Ali Martinez, a widely followed crypto analyst, recently highlighted a concerning technical formation on Solana’s (SOL) chart—a rising wedge pattern, which is often considered a bearish indicator. 

A rising wedge forms when prices move higher while the support and resistance lines converge, signaling weakening momentum despite upward price action. This typically results in a breakdown to the downside once buyers lose steam. Martinez pointed out that Solana’s wedge pattern could potentially drag its price down to $160, a key support level to watch. 

Such a forecast carries weight because Solana has remained among the top-performing altcoins in 2025, with its upward price sentiment supported by advances in DeFi, NFT, and scalable blockchain solutions. But chart patterns like these remind traders that even the very strongest fundamental projects can suffer short-term price corrections. A breach of the wedge by Solana could further fuel bearish sentiment into liquidations, cascading down into sell pressure, not to mention the amount of leverage prevalent in the altcoin market.

On the contrary, if the bulls defend key supports and invalidate the wedge, Solana may resume its upward momentum. From Martinez’s point of view, however, it appears that one should be cautious, as Solana may be on the verge of entering into a volatile phase.

This Looks Promising Though

In Solana’s chart, a rising wedge caused alarm for a technical break and a drop toward $160, while on-chain data painted a more subtle picture. According to an analysis done by CryptoMoonPress from DeFiLlama’s data, Solana’s net inflows have decreased sharply over the last few days. Specifically, the figure for inflows nosedived from the $26 million mark on 1 September 2025 to barely $890,000 by 7 September 2025. On the face of it, this signifies something positive.

Solana InflowsSolana Inflows
Source: DeFiLlama

This dynamic might actually help prices in the short term. If inflows diminish, but overall liquidity remains steady, this could be an indicator of early entrants taking profits while new clusters of holders exhibit conviction and therefore do not exit the market in heavy numbers. 

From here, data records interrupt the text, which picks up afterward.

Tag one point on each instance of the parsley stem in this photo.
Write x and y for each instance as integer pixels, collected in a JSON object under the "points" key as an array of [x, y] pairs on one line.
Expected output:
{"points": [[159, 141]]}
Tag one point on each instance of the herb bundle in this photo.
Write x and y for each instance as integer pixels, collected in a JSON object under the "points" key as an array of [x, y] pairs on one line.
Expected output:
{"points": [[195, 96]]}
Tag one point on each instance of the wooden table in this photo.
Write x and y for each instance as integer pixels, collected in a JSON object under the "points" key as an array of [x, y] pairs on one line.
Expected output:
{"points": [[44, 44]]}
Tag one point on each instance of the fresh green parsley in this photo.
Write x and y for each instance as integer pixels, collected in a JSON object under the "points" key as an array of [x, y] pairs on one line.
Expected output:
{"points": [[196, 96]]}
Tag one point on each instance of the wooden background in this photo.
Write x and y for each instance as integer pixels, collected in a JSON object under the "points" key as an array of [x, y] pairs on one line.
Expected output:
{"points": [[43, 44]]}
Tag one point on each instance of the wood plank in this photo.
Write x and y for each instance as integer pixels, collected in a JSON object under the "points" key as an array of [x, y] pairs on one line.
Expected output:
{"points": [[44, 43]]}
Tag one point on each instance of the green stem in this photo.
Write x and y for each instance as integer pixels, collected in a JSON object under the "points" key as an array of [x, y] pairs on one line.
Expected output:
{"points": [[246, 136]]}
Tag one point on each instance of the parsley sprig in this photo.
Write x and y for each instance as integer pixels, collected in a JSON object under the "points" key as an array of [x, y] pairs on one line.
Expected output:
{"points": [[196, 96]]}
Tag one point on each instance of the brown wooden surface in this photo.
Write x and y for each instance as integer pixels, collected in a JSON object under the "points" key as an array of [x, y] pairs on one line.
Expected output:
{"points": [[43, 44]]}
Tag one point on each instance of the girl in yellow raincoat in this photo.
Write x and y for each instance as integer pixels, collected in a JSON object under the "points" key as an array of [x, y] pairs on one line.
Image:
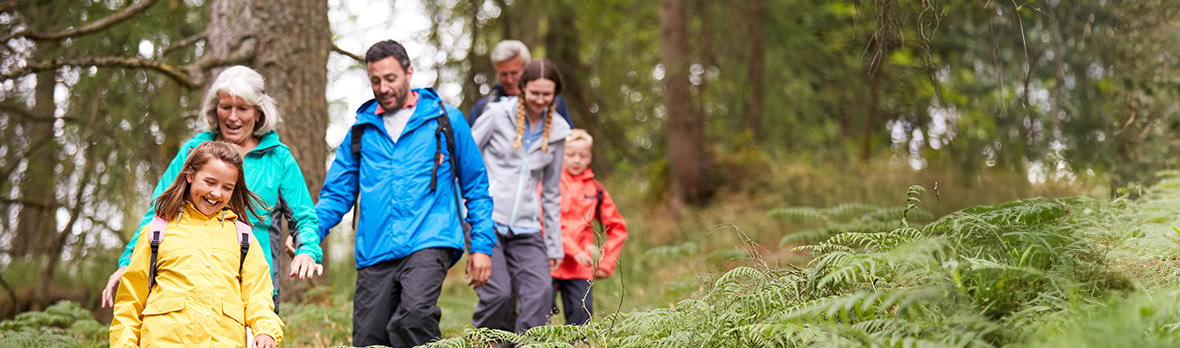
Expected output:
{"points": [[204, 294]]}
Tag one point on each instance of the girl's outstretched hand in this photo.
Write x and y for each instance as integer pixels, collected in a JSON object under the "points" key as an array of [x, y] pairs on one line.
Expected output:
{"points": [[264, 341], [112, 283], [305, 267]]}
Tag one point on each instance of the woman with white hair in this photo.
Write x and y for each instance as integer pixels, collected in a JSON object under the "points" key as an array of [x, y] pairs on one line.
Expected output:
{"points": [[237, 110]]}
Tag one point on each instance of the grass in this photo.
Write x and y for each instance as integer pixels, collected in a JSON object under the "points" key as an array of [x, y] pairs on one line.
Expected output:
{"points": [[670, 257]]}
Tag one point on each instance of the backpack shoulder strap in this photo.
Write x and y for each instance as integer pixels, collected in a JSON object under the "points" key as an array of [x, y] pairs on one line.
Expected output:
{"points": [[358, 132], [447, 131], [597, 210], [156, 229], [243, 238], [444, 131]]}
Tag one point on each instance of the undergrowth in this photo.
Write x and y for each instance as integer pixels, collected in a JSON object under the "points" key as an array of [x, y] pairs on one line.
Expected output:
{"points": [[1028, 273]]}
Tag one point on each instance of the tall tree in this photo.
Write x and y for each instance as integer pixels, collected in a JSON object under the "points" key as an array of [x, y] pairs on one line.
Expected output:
{"points": [[290, 43], [756, 20], [38, 223], [686, 137]]}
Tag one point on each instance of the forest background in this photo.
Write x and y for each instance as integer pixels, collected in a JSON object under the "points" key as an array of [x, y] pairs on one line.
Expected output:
{"points": [[707, 116]]}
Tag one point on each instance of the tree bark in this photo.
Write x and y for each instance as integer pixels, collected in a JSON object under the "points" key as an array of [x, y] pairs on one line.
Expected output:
{"points": [[38, 223], [563, 43], [686, 139], [756, 19], [294, 40]]}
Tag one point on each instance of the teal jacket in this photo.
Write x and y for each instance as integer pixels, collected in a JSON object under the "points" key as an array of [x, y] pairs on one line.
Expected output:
{"points": [[270, 172]]}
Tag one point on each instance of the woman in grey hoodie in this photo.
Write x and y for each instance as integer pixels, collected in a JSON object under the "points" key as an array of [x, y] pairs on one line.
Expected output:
{"points": [[522, 139]]}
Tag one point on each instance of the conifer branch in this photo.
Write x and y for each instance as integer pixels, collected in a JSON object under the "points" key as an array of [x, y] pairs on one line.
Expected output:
{"points": [[190, 76], [349, 54], [89, 28], [184, 43]]}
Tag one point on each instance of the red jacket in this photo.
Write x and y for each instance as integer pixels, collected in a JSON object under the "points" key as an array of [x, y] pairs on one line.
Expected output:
{"points": [[579, 199]]}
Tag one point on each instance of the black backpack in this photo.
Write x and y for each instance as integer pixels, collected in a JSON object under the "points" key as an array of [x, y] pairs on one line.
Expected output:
{"points": [[443, 131]]}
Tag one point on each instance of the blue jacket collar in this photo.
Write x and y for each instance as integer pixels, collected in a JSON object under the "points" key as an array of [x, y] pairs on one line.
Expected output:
{"points": [[427, 107]]}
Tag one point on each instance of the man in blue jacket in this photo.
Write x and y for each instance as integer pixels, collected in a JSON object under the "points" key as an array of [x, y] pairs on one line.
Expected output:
{"points": [[397, 165]]}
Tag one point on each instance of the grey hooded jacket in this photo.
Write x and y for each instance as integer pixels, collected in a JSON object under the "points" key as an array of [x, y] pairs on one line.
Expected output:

Meanwhile, for Solana, one might argue that this drop equally implies a potential halt in new entries by the giant players, such as large investors or institutions, creating room for a market-led price adjustment.

Therefore, while the technical wedge suggests caution, the inflow data highlights the importance of considering multiple metrics before predicting Solana’s next move.

Final Words

In conclusion, a near-term outlook for Solana is at contrasting perspectives between technical and on-chain signals. The pattern of rising wedges warns of a swift correction to $160, something that very well might fuel the bearish momentum if support breaks. 

On the other hand, the reduction in net inflows brings up a more complicated market structure, where reducing new capital inflows do not ever mean disaster but indicate healthy profit-taking and market rebalancing. Investors must tread cautiously and keep their eyes on key support levels, integrating both technical and fundamental indicators before making their moves, since Solana’s next movement might focus its trajectory.